Over the course of several years though, as I learned more about myself and received more data and feedback from colleagues, I realized that leadership does not come in an ideal shape or style. Rather, it matters how well you understand and cater to each person that you meet. Leadership comes in different forms. The important thing is to be yourself and establish your own leadership style, but to adapt to the audience for effective delivery.    

    

I imagine there are many young women that are trying to overcome self-doubt out there. Do you have any advice for them?   
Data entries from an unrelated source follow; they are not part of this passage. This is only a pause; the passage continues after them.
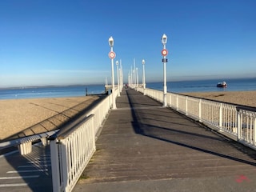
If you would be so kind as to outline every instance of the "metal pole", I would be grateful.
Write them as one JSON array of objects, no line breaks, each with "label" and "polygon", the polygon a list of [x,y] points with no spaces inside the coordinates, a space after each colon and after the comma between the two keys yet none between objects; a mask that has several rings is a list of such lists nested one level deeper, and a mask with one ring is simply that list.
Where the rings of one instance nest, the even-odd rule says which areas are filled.
[{"label": "metal pole", "polygon": [[167,36],[164,34],[162,37],[162,43],[163,45],[163,50],[162,51],[162,54],[163,55],[163,106],[167,106],[166,102],[166,94],[167,94],[167,86],[166,86],[166,55],[167,55],[167,50],[166,50],[166,42],[167,42]]},{"label": "metal pole", "polygon": [[119,70],[118,70],[118,62],[117,61],[117,73],[118,73],[118,97],[120,97],[120,87],[119,87]]},{"label": "metal pole", "polygon": [[145,60],[142,59],[142,66],[143,66],[143,94],[146,95],[146,82],[145,82]]},{"label": "metal pole", "polygon": [[[113,46],[110,46],[110,51],[113,52]],[[114,58],[111,58],[111,68],[112,68],[112,109],[117,108],[114,98]]]},{"label": "metal pole", "polygon": [[[166,49],[166,45],[163,45],[163,49]],[[164,61],[166,60],[166,56],[163,56]],[[167,86],[166,86],[166,62],[163,62],[163,106],[166,106],[166,94],[167,94]]]},{"label": "metal pole", "polygon": [[136,67],[136,86],[137,86],[137,90],[138,90],[138,67]]}]

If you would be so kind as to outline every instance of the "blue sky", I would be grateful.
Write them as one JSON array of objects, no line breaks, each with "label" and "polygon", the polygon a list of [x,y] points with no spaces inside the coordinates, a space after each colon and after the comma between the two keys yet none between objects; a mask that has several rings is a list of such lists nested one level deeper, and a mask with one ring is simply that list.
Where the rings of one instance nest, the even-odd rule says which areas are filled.
[{"label": "blue sky", "polygon": [[[254,0],[1,0],[0,87],[104,84],[114,39],[124,81],[134,58],[141,81],[256,76]],[[116,68],[115,68],[116,69]]]}]

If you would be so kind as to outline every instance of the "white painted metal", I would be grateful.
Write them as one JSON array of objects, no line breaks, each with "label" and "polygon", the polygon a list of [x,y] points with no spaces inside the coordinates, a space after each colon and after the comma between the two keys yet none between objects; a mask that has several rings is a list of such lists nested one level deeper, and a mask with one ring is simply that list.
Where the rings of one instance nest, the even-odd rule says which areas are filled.
[{"label": "white painted metal", "polygon": [[81,176],[96,150],[95,136],[111,108],[113,98],[118,97],[118,91],[114,92],[114,97],[111,94],[89,111],[88,120],[73,133],[50,141],[54,192],[71,191]]},{"label": "white painted metal", "polygon": [[54,191],[71,191],[94,153],[94,116],[66,138],[50,141]]},{"label": "white painted metal", "polygon": [[[138,89],[143,93],[143,89]],[[146,95],[163,102],[162,91],[146,89]],[[256,112],[238,106],[167,93],[168,106],[256,150]],[[241,107],[240,107],[241,108]]]}]

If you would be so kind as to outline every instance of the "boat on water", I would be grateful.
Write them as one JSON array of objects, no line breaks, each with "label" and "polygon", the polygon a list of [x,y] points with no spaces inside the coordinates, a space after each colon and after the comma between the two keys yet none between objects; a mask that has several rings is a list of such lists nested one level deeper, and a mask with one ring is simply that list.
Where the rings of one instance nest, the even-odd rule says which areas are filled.
[{"label": "boat on water", "polygon": [[226,87],[227,84],[226,82],[218,82],[217,87]]}]

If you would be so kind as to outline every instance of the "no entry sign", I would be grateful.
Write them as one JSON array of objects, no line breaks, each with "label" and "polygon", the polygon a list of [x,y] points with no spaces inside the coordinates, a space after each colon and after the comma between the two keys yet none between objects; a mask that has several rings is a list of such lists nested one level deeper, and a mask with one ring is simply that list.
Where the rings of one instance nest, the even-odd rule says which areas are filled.
[{"label": "no entry sign", "polygon": [[109,53],[110,58],[115,58],[115,53],[114,51],[110,51]]},{"label": "no entry sign", "polygon": [[162,50],[162,56],[166,56],[168,54],[168,50]]}]

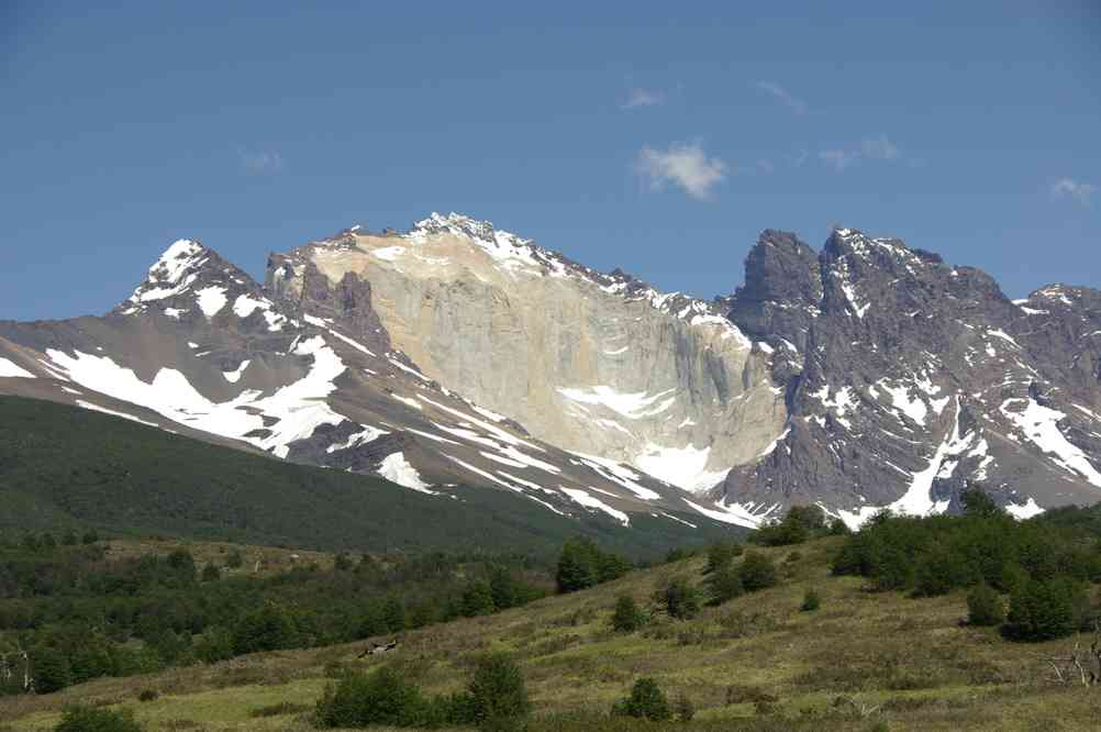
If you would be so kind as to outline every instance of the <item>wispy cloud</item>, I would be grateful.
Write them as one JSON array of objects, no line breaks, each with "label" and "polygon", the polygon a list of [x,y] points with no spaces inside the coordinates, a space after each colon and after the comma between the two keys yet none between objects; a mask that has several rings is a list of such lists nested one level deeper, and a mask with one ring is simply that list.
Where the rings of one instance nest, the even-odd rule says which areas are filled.
[{"label": "wispy cloud", "polygon": [[902,149],[891,142],[886,134],[880,134],[876,138],[864,138],[854,148],[822,150],[818,153],[818,160],[838,173],[848,170],[862,160],[891,162],[901,159]]},{"label": "wispy cloud", "polygon": [[818,159],[827,165],[832,165],[839,173],[860,157],[860,153],[849,150],[822,150],[818,153]]},{"label": "wispy cloud", "polygon": [[239,150],[241,170],[252,175],[274,175],[286,167],[286,161],[274,150]]},{"label": "wispy cloud", "polygon": [[887,140],[887,135],[881,134],[877,138],[869,138],[860,143],[860,151],[864,157],[871,160],[897,160],[902,151],[898,145]]},{"label": "wispy cloud", "polygon": [[757,81],[757,89],[767,92],[773,99],[791,109],[796,114],[807,113],[807,102],[803,101],[775,81]]},{"label": "wispy cloud", "polygon": [[620,105],[622,109],[636,109],[639,107],[656,107],[665,103],[665,92],[653,89],[634,87],[628,91],[626,100]]},{"label": "wispy cloud", "polygon": [[1087,208],[1093,205],[1094,193],[1097,193],[1094,186],[1073,178],[1059,178],[1051,184],[1051,198],[1070,197]]},{"label": "wispy cloud", "polygon": [[675,142],[668,150],[646,145],[639,152],[634,170],[655,190],[673,184],[697,200],[710,200],[715,186],[727,177],[727,164],[708,157],[699,142]]}]

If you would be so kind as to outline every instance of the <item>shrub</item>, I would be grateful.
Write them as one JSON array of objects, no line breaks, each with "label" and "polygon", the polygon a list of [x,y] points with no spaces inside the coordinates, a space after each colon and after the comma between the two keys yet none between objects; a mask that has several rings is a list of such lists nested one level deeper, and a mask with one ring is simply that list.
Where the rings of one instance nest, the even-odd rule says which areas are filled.
[{"label": "shrub", "polygon": [[130,710],[72,707],[65,710],[54,732],[142,732]]},{"label": "shrub", "polygon": [[615,611],[612,612],[613,630],[620,633],[634,633],[644,622],[645,618],[634,598],[621,594],[615,599]]},{"label": "shrub", "polygon": [[800,544],[826,529],[826,514],[818,506],[792,506],[784,520],[762,526],[751,540],[765,546]]},{"label": "shrub", "polygon": [[426,720],[429,706],[416,685],[390,666],[371,674],[347,674],[330,684],[317,702],[320,726],[416,726]]},{"label": "shrub", "polygon": [[644,677],[634,682],[630,697],[615,702],[612,714],[663,722],[673,717],[673,711],[657,681]]},{"label": "shrub", "polygon": [[742,577],[732,565],[717,569],[708,576],[705,583],[708,600],[716,605],[733,600],[745,591],[742,587]]},{"label": "shrub", "polygon": [[688,695],[684,692],[677,697],[675,710],[678,722],[690,722],[696,717],[696,706],[688,698]]},{"label": "shrub", "polygon": [[233,634],[224,627],[208,627],[195,642],[195,655],[205,664],[233,657]]},{"label": "shrub", "polygon": [[482,730],[516,729],[532,711],[520,667],[500,653],[478,660],[465,693],[437,698],[434,707],[439,722]]},{"label": "shrub", "polygon": [[760,551],[746,551],[738,573],[746,592],[756,592],[776,583],[776,566]]},{"label": "shrub", "polygon": [[699,590],[683,577],[666,582],[657,590],[654,600],[669,618],[689,620],[699,614]]},{"label": "shrub", "polygon": [[1005,620],[1005,607],[998,590],[986,583],[978,584],[967,596],[967,622],[969,625],[1001,625]]},{"label": "shrub", "polygon": [[576,538],[563,545],[555,580],[558,592],[575,592],[611,581],[630,570],[631,562],[623,557],[600,550],[590,539]]},{"label": "shrub", "polygon": [[61,691],[73,682],[68,658],[55,648],[41,648],[31,656],[34,690],[39,693]]},{"label": "shrub", "polygon": [[291,648],[296,644],[297,633],[290,614],[270,602],[241,618],[233,629],[237,655]]},{"label": "shrub", "polygon": [[259,719],[262,717],[282,717],[283,714],[297,714],[309,711],[306,704],[296,704],[293,701],[280,701],[266,707],[257,707],[249,712],[249,717]]},{"label": "shrub", "polygon": [[707,566],[704,568],[704,573],[710,575],[729,567],[734,557],[741,553],[742,547],[735,542],[716,542],[707,548]]},{"label": "shrub", "polygon": [[1049,641],[1078,626],[1081,591],[1065,579],[1028,580],[1010,598],[1005,635],[1015,641]]}]

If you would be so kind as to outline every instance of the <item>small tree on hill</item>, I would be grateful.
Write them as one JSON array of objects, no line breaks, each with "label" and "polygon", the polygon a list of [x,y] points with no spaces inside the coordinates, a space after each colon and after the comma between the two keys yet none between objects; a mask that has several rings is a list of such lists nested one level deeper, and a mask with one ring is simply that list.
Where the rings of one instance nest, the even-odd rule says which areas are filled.
[{"label": "small tree on hill", "polygon": [[612,713],[648,719],[652,722],[664,722],[673,717],[665,692],[657,686],[657,681],[648,677],[635,681],[631,688],[631,696],[617,701],[612,707]]},{"label": "small tree on hill", "polygon": [[615,611],[612,612],[612,627],[620,633],[634,633],[642,627],[645,616],[630,594],[621,594],[615,600]]},{"label": "small tree on hill", "polygon": [[776,565],[760,551],[746,551],[738,570],[746,592],[756,592],[776,583]]},{"label": "small tree on hill", "polygon": [[969,625],[1001,625],[1005,620],[1002,596],[985,582],[977,584],[967,596]]},{"label": "small tree on hill", "polygon": [[683,577],[667,581],[657,590],[654,600],[669,618],[689,620],[699,614],[699,590]]},{"label": "small tree on hill", "polygon": [[704,580],[707,586],[707,597],[711,604],[721,605],[745,592],[742,576],[737,567],[728,564],[713,571]]},{"label": "small tree on hill", "polygon": [[707,566],[705,575],[717,572],[729,567],[734,557],[742,553],[742,547],[735,542],[716,542],[707,548]]},{"label": "small tree on hill", "polygon": [[597,583],[597,568],[593,566],[592,553],[587,543],[573,540],[563,545],[555,581],[558,584],[558,592],[576,592]]},{"label": "small tree on hill", "polygon": [[428,715],[428,703],[415,684],[383,666],[371,674],[345,674],[326,687],[317,702],[319,726],[414,726]]},{"label": "small tree on hill", "polygon": [[1028,580],[1010,598],[1005,634],[1015,641],[1049,641],[1077,627],[1080,590],[1065,579]]},{"label": "small tree on hill", "polygon": [[32,653],[31,669],[37,693],[61,691],[73,682],[68,658],[56,648],[39,648]]},{"label": "small tree on hill", "polygon": [[524,676],[504,654],[483,656],[467,690],[473,721],[481,729],[516,728],[532,711]]}]

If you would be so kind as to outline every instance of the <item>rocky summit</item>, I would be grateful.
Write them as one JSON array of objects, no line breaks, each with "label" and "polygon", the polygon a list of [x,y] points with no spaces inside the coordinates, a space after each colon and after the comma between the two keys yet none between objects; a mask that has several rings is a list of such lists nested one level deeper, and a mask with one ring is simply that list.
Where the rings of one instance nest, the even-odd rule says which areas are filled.
[{"label": "rocky summit", "polygon": [[[731,278],[733,280],[733,273]],[[0,323],[0,393],[532,511],[851,526],[1101,499],[1101,292],[765,230],[701,301],[433,214],[271,254],[173,243],[102,317]]]}]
I’d tell them, "Don’t be afraid to ask others and listen to their opinions.” I’ve found this to be extremely useful for my own confidence and also leadership in better ways. When I begin doubting myself, I acknowledge that female leaders tend to suffer from imposter syndrome and ask my respected colleagues what my strengths are so that I can grow even further. Hearing candid feedback helps me gain that confidence again and keep a level head.    

Also, know that compassion goes a long way in really understanding your team and colleagues, which can be key to the success of your work. Take your obsession towards customers and take it straight to obsessing over your internal customers .    

   

Do you find diversity, equity, and inclusion important?    

I strongly believe that nobody has it all. There are always strong suits and weak suits for any one of us, and we can only learn from others who are not exactly like ourselves. If we discount and brush off someone else because of their style, traits, or weaknesses, we are also losing the other great things they bring to the table.   

At Coupang, we have women’s affinity groups where we can learn from others from both inside and outside of Coupang. It is important to learn from others and see how they have pushed through and built their careers.    

   

Coupang continues our journey towards driving changes to make the leading workplace for all. Join us in celebrating Women’s History Month and beyond by embracing the culture of equity.